DISC is commonly labelled a personality test. However, it is actually a type of behavioural assessment. Although behaviour is part of what shapes our personality, they are two different entities.

The term 'personality' encompasses more than just behaviour, it also includes our values, characteristics, temperament, emotional intelligence and belief system. DISC measures the behavioural aspect of our personality, such as how we prefer to communicate and how we react to certain situations. DISC is a valuable tool to help us understand the behavioural patterns of the people around us. But, it's not the only tool we need to fully understand personality.

DISC is a valuable tool to help us understand ourselves and the behavioural patterns of the people around us. But, it's not the only tool we need to fully understand personality.

Is a DISC Profile test accurate?

Extended DISC® International, the publisher of our DISC Assessments, is committed to maintaining high standards of validity and reliability. 

Extended DISC® International publishes a validation study on a bi-annual basis. It shows a remarkable consistency in results and has achieved high scores in all measurements used to analyse accuracy.

The successful use of psychometric assessments globally, and the increasing demand for them in the workplace, are a testament to their versatility and accuracy in determining behaviours that have a measurable effect on job performance.

Can your DISC Profile change?

Our DISC profile tests measure both your conscious (adapted) style and unconscious (natural style). Your unconscious/natural profile tends to remain relatively stable over time. Although, you may find slight differences in your natural style, especially if you have been through a significant life change.

Your conscious DISC profile tends to be more fluid and can change based on your current environment, such as a new project, a change in job role or company.

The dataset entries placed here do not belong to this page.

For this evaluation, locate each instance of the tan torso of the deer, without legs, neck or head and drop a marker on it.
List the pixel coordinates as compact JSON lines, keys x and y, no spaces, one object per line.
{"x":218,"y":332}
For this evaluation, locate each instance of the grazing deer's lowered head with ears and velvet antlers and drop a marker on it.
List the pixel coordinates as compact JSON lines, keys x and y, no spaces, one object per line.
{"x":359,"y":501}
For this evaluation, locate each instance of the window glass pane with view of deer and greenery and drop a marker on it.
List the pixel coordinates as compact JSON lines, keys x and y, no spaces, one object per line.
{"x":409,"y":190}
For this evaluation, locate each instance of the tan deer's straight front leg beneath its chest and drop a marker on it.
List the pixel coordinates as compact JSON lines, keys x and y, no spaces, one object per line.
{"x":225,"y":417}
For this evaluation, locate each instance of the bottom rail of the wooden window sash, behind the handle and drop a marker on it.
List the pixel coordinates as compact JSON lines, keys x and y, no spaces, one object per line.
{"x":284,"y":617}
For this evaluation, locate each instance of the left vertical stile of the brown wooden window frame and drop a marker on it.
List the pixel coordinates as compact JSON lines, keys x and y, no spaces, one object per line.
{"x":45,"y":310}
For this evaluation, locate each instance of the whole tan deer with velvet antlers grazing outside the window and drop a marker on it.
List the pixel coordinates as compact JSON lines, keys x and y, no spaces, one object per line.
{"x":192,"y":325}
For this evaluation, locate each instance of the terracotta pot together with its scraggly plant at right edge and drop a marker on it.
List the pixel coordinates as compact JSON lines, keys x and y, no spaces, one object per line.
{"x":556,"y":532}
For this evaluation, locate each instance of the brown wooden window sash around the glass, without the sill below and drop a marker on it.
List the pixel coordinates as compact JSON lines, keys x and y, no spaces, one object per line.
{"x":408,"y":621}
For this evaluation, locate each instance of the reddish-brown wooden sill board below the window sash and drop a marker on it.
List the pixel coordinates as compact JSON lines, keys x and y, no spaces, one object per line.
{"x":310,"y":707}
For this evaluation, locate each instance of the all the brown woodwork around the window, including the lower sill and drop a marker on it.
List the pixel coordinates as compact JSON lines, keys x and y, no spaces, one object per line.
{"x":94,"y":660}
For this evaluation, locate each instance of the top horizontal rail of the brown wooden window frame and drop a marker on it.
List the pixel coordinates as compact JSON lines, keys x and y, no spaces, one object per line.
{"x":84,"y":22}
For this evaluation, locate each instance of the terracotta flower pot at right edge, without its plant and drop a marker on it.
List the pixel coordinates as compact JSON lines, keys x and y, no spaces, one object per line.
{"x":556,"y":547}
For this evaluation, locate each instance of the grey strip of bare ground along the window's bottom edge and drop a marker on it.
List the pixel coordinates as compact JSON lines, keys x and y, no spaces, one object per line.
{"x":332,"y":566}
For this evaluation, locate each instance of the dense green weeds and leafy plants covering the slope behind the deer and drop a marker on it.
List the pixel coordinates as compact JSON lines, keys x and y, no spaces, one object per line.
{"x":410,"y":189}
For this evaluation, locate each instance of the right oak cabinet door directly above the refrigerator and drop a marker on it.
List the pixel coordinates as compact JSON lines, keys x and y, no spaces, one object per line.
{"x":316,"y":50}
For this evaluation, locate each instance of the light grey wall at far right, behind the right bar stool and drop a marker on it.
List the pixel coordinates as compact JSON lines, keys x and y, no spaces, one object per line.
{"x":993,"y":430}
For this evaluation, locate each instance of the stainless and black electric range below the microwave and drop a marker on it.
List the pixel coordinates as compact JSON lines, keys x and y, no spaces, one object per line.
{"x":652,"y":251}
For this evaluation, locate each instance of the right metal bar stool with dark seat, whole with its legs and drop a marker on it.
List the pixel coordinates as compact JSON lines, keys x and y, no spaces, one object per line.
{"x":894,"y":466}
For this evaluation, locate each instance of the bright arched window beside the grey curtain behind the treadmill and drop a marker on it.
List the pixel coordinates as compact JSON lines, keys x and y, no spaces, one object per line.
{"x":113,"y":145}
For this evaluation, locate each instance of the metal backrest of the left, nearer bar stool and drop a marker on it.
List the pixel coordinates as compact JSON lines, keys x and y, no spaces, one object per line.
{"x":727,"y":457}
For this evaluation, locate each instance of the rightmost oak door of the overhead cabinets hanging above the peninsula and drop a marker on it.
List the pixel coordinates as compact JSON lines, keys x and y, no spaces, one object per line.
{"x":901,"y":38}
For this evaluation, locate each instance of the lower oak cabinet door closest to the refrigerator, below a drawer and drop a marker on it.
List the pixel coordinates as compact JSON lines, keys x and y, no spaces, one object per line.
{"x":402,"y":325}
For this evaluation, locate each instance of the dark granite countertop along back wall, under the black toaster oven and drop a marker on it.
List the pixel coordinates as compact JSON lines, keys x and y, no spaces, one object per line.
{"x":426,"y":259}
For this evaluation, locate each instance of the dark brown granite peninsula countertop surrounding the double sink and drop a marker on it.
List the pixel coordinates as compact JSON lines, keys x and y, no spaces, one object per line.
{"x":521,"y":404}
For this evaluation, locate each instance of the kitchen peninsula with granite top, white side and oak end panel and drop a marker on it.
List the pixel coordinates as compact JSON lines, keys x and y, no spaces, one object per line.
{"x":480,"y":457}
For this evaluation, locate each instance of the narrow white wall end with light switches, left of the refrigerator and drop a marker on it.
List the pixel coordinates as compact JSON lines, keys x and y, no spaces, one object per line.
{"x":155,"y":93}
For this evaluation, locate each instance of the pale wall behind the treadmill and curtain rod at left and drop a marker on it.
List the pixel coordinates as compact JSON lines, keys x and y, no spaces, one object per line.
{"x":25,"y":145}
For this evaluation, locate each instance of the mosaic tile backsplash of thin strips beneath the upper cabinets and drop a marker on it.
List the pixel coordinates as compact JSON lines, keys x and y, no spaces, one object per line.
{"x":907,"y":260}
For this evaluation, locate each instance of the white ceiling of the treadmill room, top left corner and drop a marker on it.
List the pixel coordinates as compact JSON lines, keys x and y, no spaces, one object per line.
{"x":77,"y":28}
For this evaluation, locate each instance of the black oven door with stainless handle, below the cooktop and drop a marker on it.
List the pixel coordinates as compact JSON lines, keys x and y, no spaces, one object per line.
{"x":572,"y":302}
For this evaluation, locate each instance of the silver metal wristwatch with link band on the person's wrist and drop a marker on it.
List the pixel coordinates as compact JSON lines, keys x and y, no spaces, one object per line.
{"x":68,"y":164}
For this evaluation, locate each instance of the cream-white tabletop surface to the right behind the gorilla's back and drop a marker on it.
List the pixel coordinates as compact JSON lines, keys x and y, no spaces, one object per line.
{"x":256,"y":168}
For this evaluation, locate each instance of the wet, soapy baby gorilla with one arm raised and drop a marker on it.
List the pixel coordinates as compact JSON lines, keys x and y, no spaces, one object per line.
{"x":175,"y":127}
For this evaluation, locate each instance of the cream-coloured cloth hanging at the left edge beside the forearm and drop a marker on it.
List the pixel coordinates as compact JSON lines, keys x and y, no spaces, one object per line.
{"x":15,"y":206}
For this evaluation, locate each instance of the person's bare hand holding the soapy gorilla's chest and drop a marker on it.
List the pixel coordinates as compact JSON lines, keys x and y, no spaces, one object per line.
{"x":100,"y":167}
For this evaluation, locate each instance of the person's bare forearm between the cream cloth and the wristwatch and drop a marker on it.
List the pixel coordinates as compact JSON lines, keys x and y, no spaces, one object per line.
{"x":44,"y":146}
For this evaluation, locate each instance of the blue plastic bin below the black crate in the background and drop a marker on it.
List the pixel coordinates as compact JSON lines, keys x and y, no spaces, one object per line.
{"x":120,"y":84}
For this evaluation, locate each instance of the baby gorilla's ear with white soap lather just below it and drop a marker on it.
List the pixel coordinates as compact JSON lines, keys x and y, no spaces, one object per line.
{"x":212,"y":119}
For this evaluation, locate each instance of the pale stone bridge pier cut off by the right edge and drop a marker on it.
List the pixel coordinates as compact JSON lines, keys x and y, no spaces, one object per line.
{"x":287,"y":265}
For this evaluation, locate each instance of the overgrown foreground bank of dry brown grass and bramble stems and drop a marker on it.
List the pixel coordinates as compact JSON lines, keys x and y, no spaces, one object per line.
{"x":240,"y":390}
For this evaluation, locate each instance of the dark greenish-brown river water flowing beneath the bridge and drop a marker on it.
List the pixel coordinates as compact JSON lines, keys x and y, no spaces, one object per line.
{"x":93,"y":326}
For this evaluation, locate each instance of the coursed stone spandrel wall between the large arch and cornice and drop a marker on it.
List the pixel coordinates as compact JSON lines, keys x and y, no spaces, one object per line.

You can also adapt your conscious personality to suit different situations or to enhance interactions with others. We recommend taking the DISC assessment every two years to ensure you have the most accurate and recent information.

When to use DISC Profiling?

Organisations use DISC profiling tools successfully in a variety of ways; from recruitment, mergers, personal development, leadership development, sales training, improving communication, identifying emotional issues and even in matching prospective romantic couples!

The benefit of the DISC model is that it is flexible and applicable in many situations and businesses applications. DISC profiling can improve your team's overall productivity and efficiency.